7. What top solutions did
The official "best solutions" archive (linked above) bundles community write-ups. Common ingredients: permutation-invariant summaries (column/row stats + sorted SVs) form ~70% of the feature vector; spectral features on the Gram matrix add another chunk; an explicit "matrix is approximately rank-r" indicator (binary, derived from the SV gap) gives a couple of leaderboard points. No top solution used a deep network on the raw matrices — the frozen-estimator constraint kills that route. [verify against source]
8. Drill
D · Your matrix samples are 16×16, all real-valued. Pick 8 features that you'd compute first.

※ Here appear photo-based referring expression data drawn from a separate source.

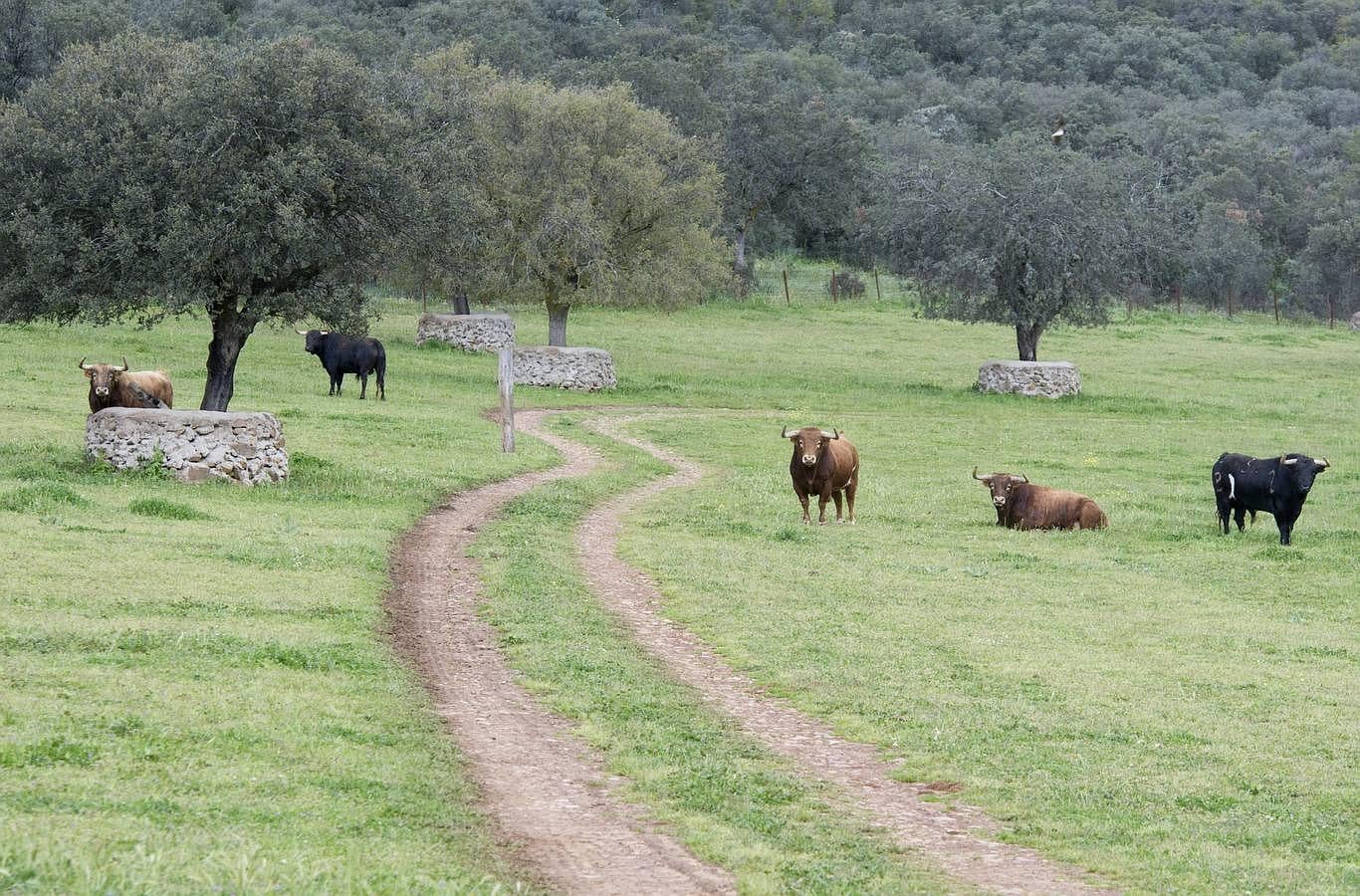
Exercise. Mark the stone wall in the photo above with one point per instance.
(585, 368)
(197, 445)
(469, 332)
(1052, 379)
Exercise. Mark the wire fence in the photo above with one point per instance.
(774, 283)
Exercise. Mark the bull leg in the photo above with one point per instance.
(802, 499)
(1225, 510)
(821, 505)
(1285, 528)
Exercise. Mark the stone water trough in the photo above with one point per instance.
(469, 332)
(1048, 378)
(196, 445)
(585, 368)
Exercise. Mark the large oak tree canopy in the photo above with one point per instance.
(564, 196)
(1019, 233)
(156, 178)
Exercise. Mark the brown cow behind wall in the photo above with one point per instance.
(113, 386)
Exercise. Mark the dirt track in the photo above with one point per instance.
(542, 787)
(545, 792)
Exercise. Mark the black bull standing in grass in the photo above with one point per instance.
(342, 355)
(825, 465)
(1274, 484)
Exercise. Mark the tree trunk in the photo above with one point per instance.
(229, 336)
(558, 323)
(739, 264)
(1027, 340)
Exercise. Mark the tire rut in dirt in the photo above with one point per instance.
(946, 835)
(540, 786)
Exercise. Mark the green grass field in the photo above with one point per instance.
(196, 691)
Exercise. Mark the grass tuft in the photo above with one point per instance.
(164, 509)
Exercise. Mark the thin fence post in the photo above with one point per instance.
(505, 374)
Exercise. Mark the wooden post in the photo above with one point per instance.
(506, 375)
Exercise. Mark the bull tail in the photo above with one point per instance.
(145, 397)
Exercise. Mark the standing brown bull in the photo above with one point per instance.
(1021, 505)
(824, 465)
(115, 387)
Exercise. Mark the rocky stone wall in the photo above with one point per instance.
(1052, 378)
(469, 332)
(585, 368)
(197, 445)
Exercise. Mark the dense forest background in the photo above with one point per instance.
(1238, 118)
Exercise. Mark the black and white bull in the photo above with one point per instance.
(1274, 484)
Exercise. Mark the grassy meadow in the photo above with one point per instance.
(196, 691)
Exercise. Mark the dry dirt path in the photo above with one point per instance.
(952, 837)
(542, 787)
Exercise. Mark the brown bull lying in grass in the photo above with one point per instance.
(1022, 505)
(825, 465)
(115, 387)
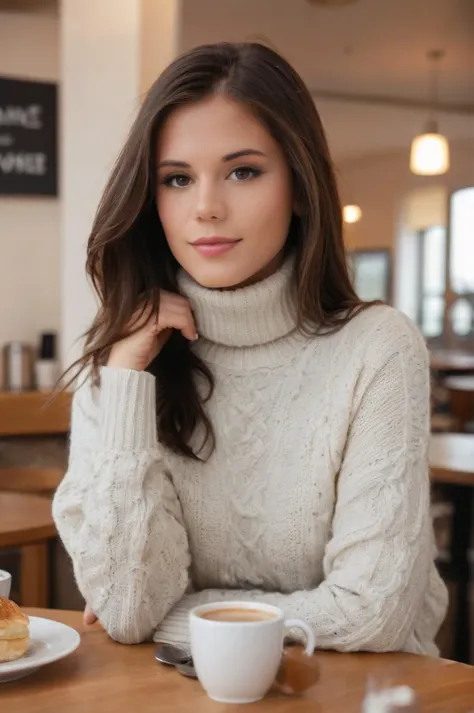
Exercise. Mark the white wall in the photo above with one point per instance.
(29, 227)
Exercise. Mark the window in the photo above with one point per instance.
(371, 274)
(446, 291)
(432, 280)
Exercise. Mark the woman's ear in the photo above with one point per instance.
(297, 205)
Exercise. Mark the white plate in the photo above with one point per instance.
(50, 641)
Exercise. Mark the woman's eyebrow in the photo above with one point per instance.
(228, 157)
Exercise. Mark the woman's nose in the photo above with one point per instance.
(210, 204)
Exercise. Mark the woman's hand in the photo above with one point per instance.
(139, 349)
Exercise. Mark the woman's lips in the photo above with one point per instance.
(211, 247)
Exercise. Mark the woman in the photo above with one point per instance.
(251, 430)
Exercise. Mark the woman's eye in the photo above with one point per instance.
(244, 173)
(178, 180)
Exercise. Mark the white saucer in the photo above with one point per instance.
(50, 641)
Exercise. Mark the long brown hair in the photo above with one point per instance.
(128, 258)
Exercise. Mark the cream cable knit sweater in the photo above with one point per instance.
(316, 498)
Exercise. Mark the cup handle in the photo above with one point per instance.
(309, 633)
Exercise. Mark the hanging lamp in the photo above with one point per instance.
(429, 154)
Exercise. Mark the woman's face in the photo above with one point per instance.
(224, 193)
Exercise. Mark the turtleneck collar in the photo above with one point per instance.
(246, 316)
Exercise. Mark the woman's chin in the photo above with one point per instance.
(218, 279)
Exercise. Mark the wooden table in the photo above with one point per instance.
(451, 361)
(26, 522)
(111, 678)
(461, 397)
(452, 464)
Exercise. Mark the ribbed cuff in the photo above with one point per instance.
(174, 629)
(128, 409)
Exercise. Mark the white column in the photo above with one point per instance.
(111, 50)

A defensible set: Frobenius norm, nuclear norm (sum of SVs),
top SV, top-1 / top-2 SV ratio (a "condition number" proxy),
trace, off-diagonal energy (||X − diag(X)||_F), mean of |X|,
fraction of entries below 0.1·max (sparsity proxy). Eight features, all permutation-aware
where the structure asks for it, all O(r·c) to compute. Add the full SV spectrum (16 numbers) if
your budget allows; this alone usually beats flatten.
D2 · The fixed model is a gradient-boosted tree. Why does this constrain your feature design?
Trees split on one feature at a time and don't combine features linearly. So interactions you might encode in a linear model (a polynomial cross-term) are pointless — the tree can recover them given enough depth. But trees are terrible at smooth functions of many features (RMS, sums). So features should be either (a) raw "look-up" statistics the tree can split on directly, or (b) pre-computed nonlinear aggregates (norms, entropies, eigenvalues) the tree can't easily synthesize on its own.